Lo que sucedió el martes por la noche en la habitación del Papa seguramente llevará a extremar medidas precautorias, sobre todo para que Juan Pablo II durante las ceremonias al aire libre o al rezar el Angelus, no esté expuesto al frío y a las corrientes.
“¿Se podrá eso prevenir en el futuro?

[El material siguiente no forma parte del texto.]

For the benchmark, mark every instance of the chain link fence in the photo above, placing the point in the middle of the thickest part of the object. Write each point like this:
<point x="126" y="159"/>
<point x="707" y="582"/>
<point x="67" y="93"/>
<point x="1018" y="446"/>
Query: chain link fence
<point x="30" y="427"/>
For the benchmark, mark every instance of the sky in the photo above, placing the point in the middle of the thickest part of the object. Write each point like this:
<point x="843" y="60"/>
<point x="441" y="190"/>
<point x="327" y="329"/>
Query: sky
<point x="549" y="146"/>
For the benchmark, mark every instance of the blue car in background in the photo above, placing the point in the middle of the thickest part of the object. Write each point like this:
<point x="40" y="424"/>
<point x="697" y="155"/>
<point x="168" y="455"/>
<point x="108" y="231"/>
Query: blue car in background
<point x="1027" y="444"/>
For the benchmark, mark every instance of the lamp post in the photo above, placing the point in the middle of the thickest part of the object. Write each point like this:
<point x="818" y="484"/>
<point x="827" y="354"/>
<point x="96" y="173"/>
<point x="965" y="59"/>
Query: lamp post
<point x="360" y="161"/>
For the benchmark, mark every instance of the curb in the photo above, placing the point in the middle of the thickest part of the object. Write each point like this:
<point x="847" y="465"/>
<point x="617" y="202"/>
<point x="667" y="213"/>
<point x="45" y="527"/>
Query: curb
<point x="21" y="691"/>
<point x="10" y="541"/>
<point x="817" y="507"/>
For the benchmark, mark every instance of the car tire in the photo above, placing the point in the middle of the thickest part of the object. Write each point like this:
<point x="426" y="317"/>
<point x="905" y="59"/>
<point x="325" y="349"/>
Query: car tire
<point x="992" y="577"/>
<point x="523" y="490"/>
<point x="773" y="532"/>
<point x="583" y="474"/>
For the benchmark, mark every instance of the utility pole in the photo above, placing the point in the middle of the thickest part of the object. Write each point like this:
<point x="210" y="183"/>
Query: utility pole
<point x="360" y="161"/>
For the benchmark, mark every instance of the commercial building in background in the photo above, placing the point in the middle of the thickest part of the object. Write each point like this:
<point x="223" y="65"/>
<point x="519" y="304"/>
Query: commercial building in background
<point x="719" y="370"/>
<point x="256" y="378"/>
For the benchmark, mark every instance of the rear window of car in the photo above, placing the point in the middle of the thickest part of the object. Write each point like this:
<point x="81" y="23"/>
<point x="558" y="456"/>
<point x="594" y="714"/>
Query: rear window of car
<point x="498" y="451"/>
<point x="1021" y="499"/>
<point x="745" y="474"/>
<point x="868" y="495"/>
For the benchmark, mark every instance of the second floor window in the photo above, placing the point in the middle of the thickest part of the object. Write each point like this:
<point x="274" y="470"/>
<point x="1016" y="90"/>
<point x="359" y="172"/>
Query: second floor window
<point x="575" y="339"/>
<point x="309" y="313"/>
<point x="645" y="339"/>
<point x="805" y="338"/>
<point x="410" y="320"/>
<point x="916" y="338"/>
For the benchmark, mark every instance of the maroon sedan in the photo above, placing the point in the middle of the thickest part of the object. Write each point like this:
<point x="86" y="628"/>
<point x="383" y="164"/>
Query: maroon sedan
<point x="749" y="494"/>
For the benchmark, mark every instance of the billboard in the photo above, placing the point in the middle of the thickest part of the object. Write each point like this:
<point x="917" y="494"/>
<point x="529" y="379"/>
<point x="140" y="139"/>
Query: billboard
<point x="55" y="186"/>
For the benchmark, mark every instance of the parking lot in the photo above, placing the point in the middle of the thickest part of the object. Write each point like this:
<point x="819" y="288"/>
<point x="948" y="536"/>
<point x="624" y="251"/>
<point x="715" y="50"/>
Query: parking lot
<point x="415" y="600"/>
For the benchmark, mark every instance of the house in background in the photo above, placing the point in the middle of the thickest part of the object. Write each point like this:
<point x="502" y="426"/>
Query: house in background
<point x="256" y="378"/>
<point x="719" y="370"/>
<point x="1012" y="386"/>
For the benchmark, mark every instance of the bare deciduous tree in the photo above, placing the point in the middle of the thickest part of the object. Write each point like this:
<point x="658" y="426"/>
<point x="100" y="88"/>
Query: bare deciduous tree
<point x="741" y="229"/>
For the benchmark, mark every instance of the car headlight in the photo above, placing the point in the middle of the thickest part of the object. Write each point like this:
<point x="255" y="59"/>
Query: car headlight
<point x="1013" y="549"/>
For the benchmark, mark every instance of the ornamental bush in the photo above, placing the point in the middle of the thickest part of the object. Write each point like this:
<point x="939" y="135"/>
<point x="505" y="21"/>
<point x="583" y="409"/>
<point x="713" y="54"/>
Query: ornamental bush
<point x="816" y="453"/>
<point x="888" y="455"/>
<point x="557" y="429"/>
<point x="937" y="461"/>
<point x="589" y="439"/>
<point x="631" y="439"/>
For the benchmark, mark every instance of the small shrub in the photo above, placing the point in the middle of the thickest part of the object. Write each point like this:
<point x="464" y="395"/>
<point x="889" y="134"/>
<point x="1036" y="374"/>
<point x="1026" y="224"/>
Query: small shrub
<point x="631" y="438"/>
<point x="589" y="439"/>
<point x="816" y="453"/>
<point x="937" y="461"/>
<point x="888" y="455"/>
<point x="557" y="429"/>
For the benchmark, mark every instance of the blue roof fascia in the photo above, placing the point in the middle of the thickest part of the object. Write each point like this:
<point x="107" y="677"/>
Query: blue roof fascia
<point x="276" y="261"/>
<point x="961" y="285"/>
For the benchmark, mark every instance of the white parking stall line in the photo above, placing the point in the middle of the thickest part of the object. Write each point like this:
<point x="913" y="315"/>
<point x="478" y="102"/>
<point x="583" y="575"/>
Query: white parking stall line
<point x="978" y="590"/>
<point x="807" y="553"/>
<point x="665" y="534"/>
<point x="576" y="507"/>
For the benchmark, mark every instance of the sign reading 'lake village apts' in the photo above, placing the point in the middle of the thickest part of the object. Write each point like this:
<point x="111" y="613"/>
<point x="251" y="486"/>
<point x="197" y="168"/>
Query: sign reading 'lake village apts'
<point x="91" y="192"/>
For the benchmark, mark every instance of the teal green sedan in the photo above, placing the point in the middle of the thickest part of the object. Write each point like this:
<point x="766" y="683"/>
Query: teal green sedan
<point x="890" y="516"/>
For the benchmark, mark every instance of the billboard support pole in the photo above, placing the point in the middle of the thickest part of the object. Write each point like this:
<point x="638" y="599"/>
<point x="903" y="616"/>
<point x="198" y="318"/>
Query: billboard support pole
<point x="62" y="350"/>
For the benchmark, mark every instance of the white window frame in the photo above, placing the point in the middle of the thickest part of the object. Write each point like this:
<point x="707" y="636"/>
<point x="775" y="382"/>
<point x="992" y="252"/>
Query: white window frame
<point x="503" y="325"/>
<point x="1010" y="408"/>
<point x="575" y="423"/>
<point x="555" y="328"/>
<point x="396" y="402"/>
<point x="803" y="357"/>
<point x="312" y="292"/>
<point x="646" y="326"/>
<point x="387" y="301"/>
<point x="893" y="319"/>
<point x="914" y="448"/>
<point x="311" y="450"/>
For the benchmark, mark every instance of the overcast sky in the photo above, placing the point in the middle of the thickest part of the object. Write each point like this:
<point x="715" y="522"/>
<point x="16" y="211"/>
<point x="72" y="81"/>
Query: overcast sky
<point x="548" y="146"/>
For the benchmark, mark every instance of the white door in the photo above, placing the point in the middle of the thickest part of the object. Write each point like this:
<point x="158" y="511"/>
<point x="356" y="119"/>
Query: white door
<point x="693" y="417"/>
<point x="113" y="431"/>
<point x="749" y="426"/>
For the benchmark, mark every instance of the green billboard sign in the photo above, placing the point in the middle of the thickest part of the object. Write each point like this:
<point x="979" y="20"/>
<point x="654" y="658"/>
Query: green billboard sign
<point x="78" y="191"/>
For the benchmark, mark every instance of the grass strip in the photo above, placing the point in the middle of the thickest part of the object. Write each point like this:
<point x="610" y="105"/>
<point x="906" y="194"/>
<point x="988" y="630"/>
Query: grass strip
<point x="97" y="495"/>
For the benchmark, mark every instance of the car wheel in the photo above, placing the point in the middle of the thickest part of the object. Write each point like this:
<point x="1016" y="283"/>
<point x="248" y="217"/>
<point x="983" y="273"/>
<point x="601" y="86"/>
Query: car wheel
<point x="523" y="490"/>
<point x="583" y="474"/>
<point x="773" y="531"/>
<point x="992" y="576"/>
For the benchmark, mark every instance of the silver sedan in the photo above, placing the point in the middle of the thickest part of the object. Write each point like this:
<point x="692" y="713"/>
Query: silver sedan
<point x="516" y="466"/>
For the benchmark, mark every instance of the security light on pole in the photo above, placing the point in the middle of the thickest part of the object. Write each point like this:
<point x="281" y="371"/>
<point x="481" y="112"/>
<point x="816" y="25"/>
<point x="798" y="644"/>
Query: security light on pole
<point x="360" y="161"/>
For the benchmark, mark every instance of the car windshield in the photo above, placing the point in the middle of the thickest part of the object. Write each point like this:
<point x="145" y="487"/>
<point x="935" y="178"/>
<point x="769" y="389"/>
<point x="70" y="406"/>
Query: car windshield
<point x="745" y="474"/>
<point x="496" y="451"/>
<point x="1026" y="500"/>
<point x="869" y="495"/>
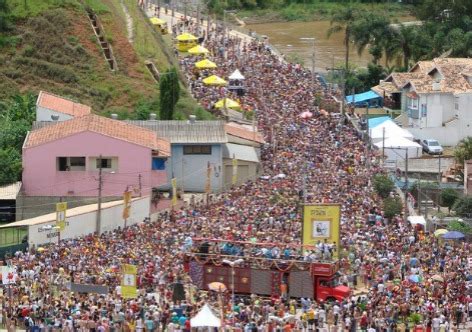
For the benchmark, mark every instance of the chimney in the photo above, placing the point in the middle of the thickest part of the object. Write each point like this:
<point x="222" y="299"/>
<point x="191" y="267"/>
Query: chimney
<point x="437" y="85"/>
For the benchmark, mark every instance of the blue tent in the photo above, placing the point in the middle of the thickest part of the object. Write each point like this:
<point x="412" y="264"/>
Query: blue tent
<point x="374" y="122"/>
<point x="366" y="98"/>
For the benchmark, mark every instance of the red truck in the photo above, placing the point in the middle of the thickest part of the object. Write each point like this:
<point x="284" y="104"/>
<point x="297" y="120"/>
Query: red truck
<point x="268" y="277"/>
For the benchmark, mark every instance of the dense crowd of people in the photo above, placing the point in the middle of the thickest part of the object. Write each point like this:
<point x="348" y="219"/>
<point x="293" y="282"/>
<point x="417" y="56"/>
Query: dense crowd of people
<point x="409" y="277"/>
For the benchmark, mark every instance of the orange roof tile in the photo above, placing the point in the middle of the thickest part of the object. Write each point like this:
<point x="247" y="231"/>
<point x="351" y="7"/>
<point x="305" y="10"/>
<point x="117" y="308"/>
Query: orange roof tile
<point x="62" y="105"/>
<point x="237" y="130"/>
<point x="101" y="125"/>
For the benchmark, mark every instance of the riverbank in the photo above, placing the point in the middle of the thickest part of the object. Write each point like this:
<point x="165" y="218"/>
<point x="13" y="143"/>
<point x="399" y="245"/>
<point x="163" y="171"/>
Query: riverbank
<point x="319" y="11"/>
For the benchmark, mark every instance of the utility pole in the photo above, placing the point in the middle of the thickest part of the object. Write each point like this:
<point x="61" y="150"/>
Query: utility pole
<point x="99" y="201"/>
<point x="140" y="185"/>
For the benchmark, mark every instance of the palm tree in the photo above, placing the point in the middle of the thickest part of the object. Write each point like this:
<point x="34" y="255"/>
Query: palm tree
<point x="343" y="21"/>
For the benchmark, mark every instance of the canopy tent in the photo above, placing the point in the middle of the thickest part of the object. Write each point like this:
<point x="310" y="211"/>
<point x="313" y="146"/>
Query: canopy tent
<point x="157" y="21"/>
<point x="374" y="122"/>
<point x="214" y="80"/>
<point x="396" y="147"/>
<point x="198" y="50"/>
<point x="205" y="318"/>
<point x="230" y="103"/>
<point x="205" y="64"/>
<point x="391" y="130"/>
<point x="369" y="98"/>
<point x="417" y="220"/>
<point x="186" y="37"/>
<point x="236" y="75"/>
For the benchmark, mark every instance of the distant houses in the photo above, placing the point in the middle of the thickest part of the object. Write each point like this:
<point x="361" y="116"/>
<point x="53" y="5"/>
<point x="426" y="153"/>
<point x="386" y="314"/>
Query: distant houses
<point x="68" y="146"/>
<point x="435" y="98"/>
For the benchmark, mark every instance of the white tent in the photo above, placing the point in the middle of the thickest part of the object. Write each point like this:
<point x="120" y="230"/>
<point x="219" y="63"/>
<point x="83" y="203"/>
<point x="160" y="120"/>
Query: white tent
<point x="205" y="318"/>
<point x="396" y="147"/>
<point x="236" y="75"/>
<point x="391" y="130"/>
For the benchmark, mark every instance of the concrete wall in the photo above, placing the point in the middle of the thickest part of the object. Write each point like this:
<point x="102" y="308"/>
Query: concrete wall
<point x="41" y="176"/>
<point x="83" y="224"/>
<point x="44" y="114"/>
<point x="33" y="206"/>
<point x="191" y="170"/>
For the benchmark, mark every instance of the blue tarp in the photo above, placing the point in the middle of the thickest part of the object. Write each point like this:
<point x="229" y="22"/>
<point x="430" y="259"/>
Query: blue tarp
<point x="366" y="98"/>
<point x="374" y="122"/>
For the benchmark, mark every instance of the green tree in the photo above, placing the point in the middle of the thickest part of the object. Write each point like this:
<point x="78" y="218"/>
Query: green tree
<point x="10" y="166"/>
<point x="392" y="206"/>
<point x="463" y="206"/>
<point x="448" y="197"/>
<point x="169" y="94"/>
<point x="383" y="185"/>
<point x="343" y="21"/>
<point x="463" y="151"/>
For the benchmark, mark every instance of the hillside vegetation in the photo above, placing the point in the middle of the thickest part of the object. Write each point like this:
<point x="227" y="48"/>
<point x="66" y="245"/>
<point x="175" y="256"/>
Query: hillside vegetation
<point x="50" y="45"/>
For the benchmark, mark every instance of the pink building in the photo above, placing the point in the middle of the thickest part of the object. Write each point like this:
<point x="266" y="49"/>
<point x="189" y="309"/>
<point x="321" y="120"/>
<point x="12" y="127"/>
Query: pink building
<point x="64" y="158"/>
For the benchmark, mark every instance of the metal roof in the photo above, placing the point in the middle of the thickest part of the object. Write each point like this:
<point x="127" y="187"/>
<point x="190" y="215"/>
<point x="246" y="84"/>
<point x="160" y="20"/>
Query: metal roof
<point x="10" y="191"/>
<point x="240" y="152"/>
<point x="200" y="132"/>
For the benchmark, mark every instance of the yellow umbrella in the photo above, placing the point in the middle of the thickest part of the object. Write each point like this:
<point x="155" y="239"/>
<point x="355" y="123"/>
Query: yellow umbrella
<point x="156" y="21"/>
<point x="214" y="80"/>
<point x="440" y="232"/>
<point x="217" y="286"/>
<point x="205" y="64"/>
<point x="198" y="50"/>
<point x="186" y="37"/>
<point x="230" y="103"/>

Yo no lo sé, si se pondrá al menos un pequeño vidrio que proteja al Papa en esas ocasiones”, dijo Navarro Valls.
El portavoz vaticano reconoció que Juan Pablo II deberá estar en el futuro siempre acompañado en su apartamento privado para que en caso de una nueva emergencia se le pueda ayudar.
¿Se asustó el Papa?... No lo sé... Diría que es un hombre que vive su vida habitual y por lo tanto también estos, estas ocasiones tan absolutamente abandonado en la voluntad de Dios que dudo que se asustara. Lo que es cierto y de lo que hay que dar gracias a Dios es que ha pasado y por tanto habrá que considerarlo como un episodio que ha pasado y que el resultado ha sido bueno”, destacó el portavoz vaticano.